Avoid putting big binary in a cookbook
We initially tried to put all files required by a recipe in its cookbook. It turn out to be a bad idea to keep e.g. 200 MB of Jboss installation in Couchdb of Chef. Both knife and Chef-client runs very slow and un reliably. At the end we decided to keep these big binary (more than 20 MB) outside Chef cookbook and setup an Apache for handling these files. The recipe then has to be written to handle checksum, downloading (we use wget) and installation.
We do not have to do it in case of software packages available as rpm, because chef package resource supports their installation.
Make sure that there is no non-ascii character in /etc/passwd,group
chef-client use ohai to parse certain OS configuration files e.g. /etc/password to JSON, if these files contain non-ascii characters, it can causes a problem because JSON lib can not cope with that. So it is better to remove non-ascii from OS configuration files when migrating existing machine to chef.
Disable SELinux
SELinux se store security context per files & directories. When chef-client modify configuration files , it may not retain that information making some daemon not working properly. Chef does not support SELinux so we need to disable it to avoid problem.
Start multi chef-server-api instances for better performance
A default chef-server can not support hundreds of clients, so we installed front end Apache that handles SSL encryption for chef-client as well as balances request to 4 instances of chef-server-api, which we start using option -c 4.
run chef-client as root in crontab
We run chef-client on our non production environments, this is because we want to avoid possible problem with long running ruby process and to reduce the chance that chef-client at many machines run at one moment causing high load to chef-server.
Using crontab we can easily specify time when they will run for each group of machines or even machine. Time to run chef-client can be further generated automatically using hash of machine name to achieve a fair distribution of load.
For user, group management chef-client uses unix command lines, so chef-client must run as root with appropriate path to locations of useradd, groupadd, … (e.g. /usr/sbin,/usr/bin,/bin, /sbin).
The flow of change
The chef-client does not run automatically in production one. This is because in production we want more control as well as due to our change management policy. It is also safer taking into consideration that modification of cookbook can potentially impact production.

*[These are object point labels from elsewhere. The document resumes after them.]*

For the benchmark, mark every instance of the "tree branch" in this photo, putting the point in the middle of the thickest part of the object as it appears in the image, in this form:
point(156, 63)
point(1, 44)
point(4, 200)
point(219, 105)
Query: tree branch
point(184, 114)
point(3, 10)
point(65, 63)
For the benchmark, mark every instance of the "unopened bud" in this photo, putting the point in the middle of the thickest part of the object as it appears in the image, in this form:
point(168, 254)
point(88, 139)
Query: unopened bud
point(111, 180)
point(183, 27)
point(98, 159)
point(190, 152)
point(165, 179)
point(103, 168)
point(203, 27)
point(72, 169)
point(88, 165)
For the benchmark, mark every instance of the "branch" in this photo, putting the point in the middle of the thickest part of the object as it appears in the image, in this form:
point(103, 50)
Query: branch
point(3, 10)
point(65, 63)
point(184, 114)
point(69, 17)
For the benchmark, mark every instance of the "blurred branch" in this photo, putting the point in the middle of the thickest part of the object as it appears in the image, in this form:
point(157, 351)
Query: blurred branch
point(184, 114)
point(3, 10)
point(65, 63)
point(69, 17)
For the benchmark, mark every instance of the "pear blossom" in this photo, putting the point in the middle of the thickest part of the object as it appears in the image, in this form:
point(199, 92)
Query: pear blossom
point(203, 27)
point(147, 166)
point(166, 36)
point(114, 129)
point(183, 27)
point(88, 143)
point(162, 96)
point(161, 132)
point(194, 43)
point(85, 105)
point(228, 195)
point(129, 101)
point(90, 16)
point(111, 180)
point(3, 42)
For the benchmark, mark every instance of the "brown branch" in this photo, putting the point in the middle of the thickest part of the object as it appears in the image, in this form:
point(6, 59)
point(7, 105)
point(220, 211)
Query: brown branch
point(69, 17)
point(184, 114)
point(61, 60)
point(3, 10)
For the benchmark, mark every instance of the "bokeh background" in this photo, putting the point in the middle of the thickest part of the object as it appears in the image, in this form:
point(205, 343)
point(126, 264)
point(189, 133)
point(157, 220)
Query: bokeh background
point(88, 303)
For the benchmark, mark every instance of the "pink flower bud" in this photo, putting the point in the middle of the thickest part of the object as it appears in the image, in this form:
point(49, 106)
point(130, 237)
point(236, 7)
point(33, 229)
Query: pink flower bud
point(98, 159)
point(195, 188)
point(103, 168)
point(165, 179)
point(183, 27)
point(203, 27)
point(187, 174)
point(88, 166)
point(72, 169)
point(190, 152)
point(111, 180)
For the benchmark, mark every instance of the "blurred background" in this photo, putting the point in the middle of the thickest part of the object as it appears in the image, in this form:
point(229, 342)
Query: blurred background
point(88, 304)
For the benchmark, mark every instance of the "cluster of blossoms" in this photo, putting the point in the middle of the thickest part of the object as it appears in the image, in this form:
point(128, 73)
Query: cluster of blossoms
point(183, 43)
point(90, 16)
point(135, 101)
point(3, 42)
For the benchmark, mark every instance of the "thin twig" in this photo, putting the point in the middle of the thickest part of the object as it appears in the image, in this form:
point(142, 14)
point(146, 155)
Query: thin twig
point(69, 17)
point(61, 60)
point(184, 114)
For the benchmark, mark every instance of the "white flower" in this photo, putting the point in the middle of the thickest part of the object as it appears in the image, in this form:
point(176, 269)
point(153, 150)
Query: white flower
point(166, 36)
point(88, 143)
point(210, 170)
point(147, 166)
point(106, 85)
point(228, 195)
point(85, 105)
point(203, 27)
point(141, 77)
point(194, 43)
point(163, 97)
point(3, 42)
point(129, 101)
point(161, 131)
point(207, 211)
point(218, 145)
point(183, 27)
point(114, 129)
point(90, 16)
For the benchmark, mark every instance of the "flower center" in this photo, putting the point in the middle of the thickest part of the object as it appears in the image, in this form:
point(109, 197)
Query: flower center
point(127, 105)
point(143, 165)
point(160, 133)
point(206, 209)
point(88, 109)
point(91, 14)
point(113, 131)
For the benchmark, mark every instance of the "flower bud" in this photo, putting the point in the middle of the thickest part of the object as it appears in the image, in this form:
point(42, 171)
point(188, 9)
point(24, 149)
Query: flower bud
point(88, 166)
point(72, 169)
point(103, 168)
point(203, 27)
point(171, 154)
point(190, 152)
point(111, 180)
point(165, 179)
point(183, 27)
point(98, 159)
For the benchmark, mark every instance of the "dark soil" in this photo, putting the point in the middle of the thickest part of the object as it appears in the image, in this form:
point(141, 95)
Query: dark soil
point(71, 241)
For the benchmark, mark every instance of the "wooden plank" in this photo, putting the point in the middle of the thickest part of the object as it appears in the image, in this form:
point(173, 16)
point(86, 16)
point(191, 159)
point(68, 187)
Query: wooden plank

The flow of change in production (after cookbook being modified and tested in other environments) involes 1) modify relevant production role, 2) take one production machine from service, 3) execute chef-client on that machine, 4) verify that it work as per expectation, 5) execute chef-client in all remain servers and put all into service.
To execute the chef-client command on a group of machines, we can use sort of Command Control system (e.g. rundesk, control tier, ..) or simple knife.
Hacking, Notification and improvement
To increase safety in the context of missing noop option in chef-client, I have create a monkey patch for certain providers so when chef-client modify a file it notify us by sending output of diff between new and old file by e-mail. The custom notification also send alert to certain group of people depending of nature of change and affected environment.
Beside that, we have create new resources and change behavior of fews existing one to suit more our need. The code base of our cookbook, roles is now reaching 20K line of Ruby code and we continually adding more thing as well improve it.